Comment by jcranmer
5 years ago
The thing about parsers is this: we have tools that let you input any context-free grammar and will spit out a parser for you. Getting a working parser for your language is trivial, even if getting a good parser is non-trivial (though even there, I hesitate to say that it's hard).
In terms of time investment, building a parser takes like an hour whereas the semantics for the same language would take a hundred hours. Even when I throw together a parser for a simple language for some project, I spend more time trying to wrangle the output of the parser (that is, the semantics) than I do on the actual parsing portion of it. All of that effort in the Dragon book explaining how to build an LL(1) or LR(1) parser, or even how to build a lexer? Never used it. Almost completely useless. I spend more time thinking if I want to use a peek/next approach or a get/unget approach than handling shift-reduce conflicts or building first/follow sets.

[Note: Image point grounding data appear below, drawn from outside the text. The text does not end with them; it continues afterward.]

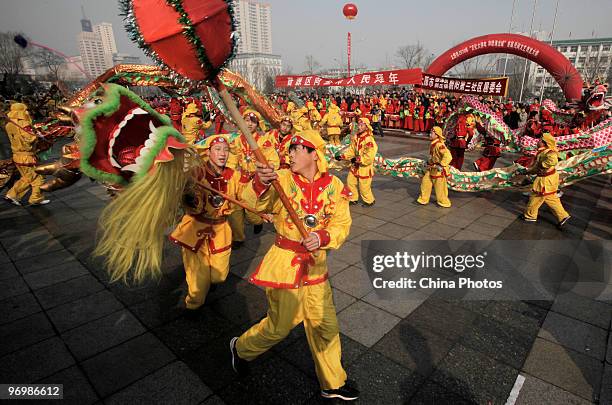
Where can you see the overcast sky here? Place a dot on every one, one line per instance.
(318, 28)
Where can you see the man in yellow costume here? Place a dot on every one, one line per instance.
(361, 153)
(242, 158)
(204, 233)
(313, 115)
(294, 271)
(192, 124)
(333, 121)
(23, 145)
(437, 171)
(546, 184)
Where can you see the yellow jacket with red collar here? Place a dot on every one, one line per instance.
(207, 222)
(241, 157)
(439, 159)
(287, 264)
(363, 148)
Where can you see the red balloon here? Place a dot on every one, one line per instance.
(197, 57)
(349, 10)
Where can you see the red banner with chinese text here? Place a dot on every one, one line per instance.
(489, 87)
(385, 78)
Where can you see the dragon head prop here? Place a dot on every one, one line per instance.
(122, 137)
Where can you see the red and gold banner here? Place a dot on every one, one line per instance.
(490, 87)
(385, 78)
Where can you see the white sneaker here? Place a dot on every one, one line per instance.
(12, 201)
(43, 202)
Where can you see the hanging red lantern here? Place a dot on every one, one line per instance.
(194, 38)
(349, 10)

Of everyone I know who works in compilers, I can't think of anyone who doesn't think that the Dragon book spends too much time on parsing.
So it is a different world now than in 1996. Parsers are much more solved now than they were back then.
I've written production compiler, but well before the Dragon book was written. I found it valuable, but kind of after the fact.
The references that we used included "A Compiler Generator" by David B. Wortman, Jim Horning, William M. MacKeeman. There weren't that many other parser generators available at the time.
Lots of valuable work has been done to make parsers easier to write. At MWC, dgc (David G. Conroy, author of MicroEMACS, which is now 'mg' on most systems) said that "YACC parsers make the hard part harder and the easy part easier". He wrote the C compiler with a hand-crafted parser. Starting in assembler, then bootstrapped it to C. Of the folks you know that write compilers, I wonder if they started writing after 1996, or even 2006.
If you are simply a user of parsers, then maybe you don't need to know how they work.
This is an interesting comment. What's the book that's like the Dragon book that comes closest to getting it right?